Le nombre de jeunes de moins de 25 ans a augmenté de 1 % au cours de la dernière décennie. Toutefois, le changement n’a pas été uniforme dans toutes les tranches d’âge. Par exemple, le nombre d’enfants de moins de 5 ans a diminué, passant de 2,0 millions en 1994 à 1,7 million en 2007. Inversement, durant la même période, le nombre de jeunes de 20 à 24 ans a crû passant de 2,0 millions en 1994 à 2,3 millions en 2007.
Bien que la plupart des jeunes de moins de 25 ans soient nés au Canada, bon nombre d’entre eux sont originaires d’un autre pays et ont immigré au Canada. En 2006, 894 965 jeunes de moins de 25 ans étaient des immigrants, ce qui représentait 9 % des jeunes.
Les jeunes immigrants vivent surtout dans les régions métropolitaines de recensement (RMR) les plus peuplées du Canada. Par exemple, dans les RMR de Toronto et de Vancouver, un peu plus du cinquième de la population de moins de 25 ans était formée en 2006 de jeunes immigrants. Par contre, on comptait 2 % d’immigrants chez les jeunes de Peterborough en Ontario, de Saint John au Nouveau‑Brunswick et de Trois-Rivières au Québec, trois RMR parmi les moins peuplées au Canada.
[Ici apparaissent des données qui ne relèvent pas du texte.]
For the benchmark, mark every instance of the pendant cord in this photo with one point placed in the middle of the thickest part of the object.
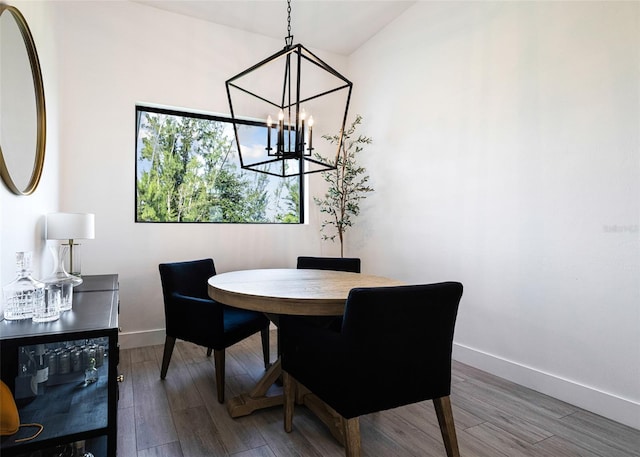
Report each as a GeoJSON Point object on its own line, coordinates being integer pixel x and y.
{"type": "Point", "coordinates": [289, 39]}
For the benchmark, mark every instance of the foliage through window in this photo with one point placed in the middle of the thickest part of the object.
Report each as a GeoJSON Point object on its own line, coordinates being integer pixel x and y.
{"type": "Point", "coordinates": [187, 170]}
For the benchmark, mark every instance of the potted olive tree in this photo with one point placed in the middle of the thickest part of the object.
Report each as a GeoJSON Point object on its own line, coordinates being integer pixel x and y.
{"type": "Point", "coordinates": [347, 185]}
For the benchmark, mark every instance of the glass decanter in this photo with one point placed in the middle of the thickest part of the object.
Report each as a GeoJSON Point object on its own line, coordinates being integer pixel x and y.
{"type": "Point", "coordinates": [60, 279]}
{"type": "Point", "coordinates": [24, 293]}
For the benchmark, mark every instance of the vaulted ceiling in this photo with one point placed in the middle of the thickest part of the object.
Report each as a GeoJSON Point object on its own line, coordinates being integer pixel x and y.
{"type": "Point", "coordinates": [339, 26]}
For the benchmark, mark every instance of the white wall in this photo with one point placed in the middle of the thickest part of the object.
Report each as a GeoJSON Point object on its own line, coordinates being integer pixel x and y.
{"type": "Point", "coordinates": [506, 155]}
{"type": "Point", "coordinates": [113, 55]}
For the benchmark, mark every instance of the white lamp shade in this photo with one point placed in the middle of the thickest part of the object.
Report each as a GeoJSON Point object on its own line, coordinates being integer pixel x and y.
{"type": "Point", "coordinates": [70, 226]}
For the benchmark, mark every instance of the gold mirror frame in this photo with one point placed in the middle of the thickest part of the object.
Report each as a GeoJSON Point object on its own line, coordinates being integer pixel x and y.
{"type": "Point", "coordinates": [40, 109]}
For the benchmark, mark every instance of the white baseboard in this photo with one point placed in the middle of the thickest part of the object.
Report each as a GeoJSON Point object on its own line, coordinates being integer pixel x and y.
{"type": "Point", "coordinates": [605, 404]}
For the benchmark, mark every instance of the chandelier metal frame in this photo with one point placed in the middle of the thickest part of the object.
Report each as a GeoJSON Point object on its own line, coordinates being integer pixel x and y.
{"type": "Point", "coordinates": [293, 132]}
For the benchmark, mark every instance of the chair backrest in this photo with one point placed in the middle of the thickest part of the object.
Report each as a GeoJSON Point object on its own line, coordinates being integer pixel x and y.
{"type": "Point", "coordinates": [407, 331]}
{"type": "Point", "coordinates": [350, 264]}
{"type": "Point", "coordinates": [186, 278]}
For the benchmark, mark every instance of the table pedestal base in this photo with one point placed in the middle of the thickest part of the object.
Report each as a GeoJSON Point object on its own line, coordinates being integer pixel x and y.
{"type": "Point", "coordinates": [245, 404]}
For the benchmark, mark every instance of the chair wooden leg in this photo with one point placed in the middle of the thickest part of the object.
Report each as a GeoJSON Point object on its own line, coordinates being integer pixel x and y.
{"type": "Point", "coordinates": [351, 429]}
{"type": "Point", "coordinates": [447, 427]}
{"type": "Point", "coordinates": [264, 333]}
{"type": "Point", "coordinates": [218, 362]}
{"type": "Point", "coordinates": [169, 343]}
{"type": "Point", "coordinates": [289, 392]}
La plupart des enfants continuent à vivre avec des parents mariés; toutefois, une proportion croissante d’enfants demeurent avec des parents en union libre. En 1981, 81 % des enfants de moins de 15 ans vivaient avec des parents mariés et 5 %, avec des parents en union libre. En 2006, 66 % des enfants de ce groupe d’âge vivaient avec des parents mariés et 15 %, avec des parents en union libre. La proportion d’enfants vivant avec des parents en union libre avait triplé par rapport à 1981. Selon l’Enquête sociale générale de 2006, les couples en union libre étaient moins stables et moins susceptibles d’avoir des enfants. Cependant, comme ces derniers tendent à être plus jeunes que les conjoints mariés, leurs enfants aussi tendent à être plus jeunes.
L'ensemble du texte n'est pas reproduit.